For millions of kids and young adults and the many faculty and family members associated with the noble profession of teaching, today is the biggest day of the year. It’s back to school.
School and learning are clearly on the minds of many these days. As I posted last week, there is much to be concerned with how education is (or is not, depending on your point of view) being funded. Yesterday I read an editorial on the CBC’s website from a teacher who pointed to the stress that his profession is under and how it is killing those who choose to remain in it.
“I think that the whole idea of teaching has changed in the last 15 to 20 years,” says Emily Noble, past-president of the Canadian Teachers’ Federation.
“People are dealing with more high-need students, with more multicultural issues and with no-fail policies.
“Teachers want to make a difference, but the supports are just not there.”

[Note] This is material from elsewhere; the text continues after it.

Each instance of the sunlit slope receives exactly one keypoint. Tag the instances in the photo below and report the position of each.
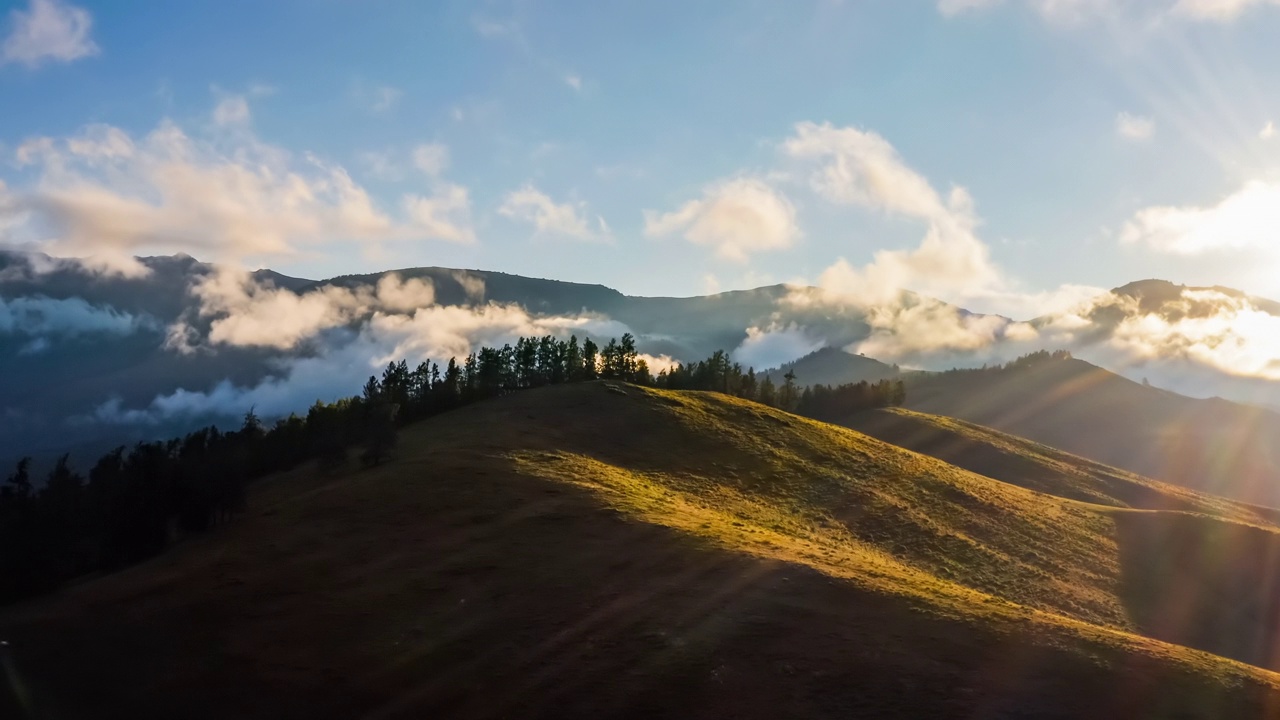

It’s not a particularly rosy time for educators of any stripe.
Anyone who’s been at the head of the classroom (myself included) knows that teaching is as much of a vocation or calling as it is a job. It is not something you do from 9-5 or whatever the set hours are. If you ran an education system on ‘work to rule’ where people did just what their job required of them within normal hours, paid them an hourly wage and had them account for every minute they worked, the system would collapse within weeks. I can’t imagine that there has ever been a greater gap between what teachers actually do and what they are perceived to do by those outside of the profession. As a professor, I routinely shock people who think that I have 4 months off each summer and spend the remaining 8 wandering the hallowed halls of academe ‘thinking big thoughts’, reading books and conversing with grad students in between teaching duties. Between ongoing grant writing, doing research, conference presentations, thesis defences, supervising staff, writing, and preparing our courses for the fall (including adding in the H1N1 provisions this year) summers are anything but idyllic times off. There’s a lot of stress in this job and, as a recent double issue of the Journal of Human Behavior in the Social Environment explored, it manifests itself in many (mostly harmful) ways. Still, most of us do it because we believe in our profession and, mostly, enjoy what we do.
Whether at university or primary or secondary school, teaching as a whole is undergoing a major change. As Smol writes:
There is a general understanding that things “are not the same as they once were.”
Teaching has always been a tough, but rewarding job in part because there’s always new things to learn and we, as humans, are wired for learning. Teaching is also a dynamic profession aimed at supporting this learning, but as Smol and others have written, the changes that are happening in education are great and fast and without the structural supports in place to help these changes take place. I wrote of resliency in my last post, arguing that we’re testing the resilience of our education system with this imbalance between demands and resources. Today I want to focus on another important systems concept: accumulation.
It turns out, people are lousy at understanding how things build up over time. A study by John Sterman from MIT, one of the leading scholars in system dynamics, found that even among his students — some of the best, brightest and well-equipped to handle this topic given that it is part of their studies — most have a poor sense of what accumulation really means. So do educational policy makers I suspect. The reason this is important for education is that as accumulation of stress builds the likelihood of something going amiss increases dramatically. A tipping point, that term popularized by Malcolm Gladwell in his book by the same name, is an expression of accumulation.
In our case of education, the tipping point could come when people no longer want to become teachers en masse. Or, it becomes nearly impossible to hire good, quality educators for anything other top salaries, which in an age when even the basics aren’t funded, seems unlikely. Or, teachers begin to amass more sick days than ever before (which is already happening) creating disruptions in the classroom. (Note: Remember those days when the substitute teacher came to class? Were those ever days filled with lots of learning and orderly classrooms? Not often. Imagine that on the rise as teachers start to miss days on the job a little more)
The unintended consequences could see parents fleeing the public system of education for private institutions, leaving a growing gap between the education of the haves and have nots even more than exists today. Another option is that some other market form of education replaces our current system. Among the many scenarios that could play out, most suggest that the system could break. And when systems break suddenly and quickly, the stress increases, which seems a little counterproductive given that it is one of the problems in the first place.
The Arab proverb about ‘the straw that broke the camel’s back’ comes to mind here. The mistake is thinking that a single straw caused all that damage. It did, but only because of its relationship to all the other straws. Each straw weighs the same and presumably has the same relative impact on the camel. What tipping points show is that, despite this similarity between objects (straws, stressors, whatever…) not all are created equal in terms of their impact. While it is true that each individual object taken on its own is relatively the same, the cumulative impact makes each of them quite different. That ‘last straw’ (which, incidentally, is the name of a great teaching game on the social determinants of health) , has far more influence than any other straw. What we don’t often know is which straw will serve as the ‘last’ one. How resilient is the system? What is its carrying capacity? We don’t know, but by paying attention we can anticipate problems ahead and potentially avoid this last straw scenario and the tipping points that follow.
So as you go back to school, consider bringing something other than just an apple for the teacher. Perhaps a lesson in accumulation for the principal, school board officials, the public taxpayer, and educational policymakers will do.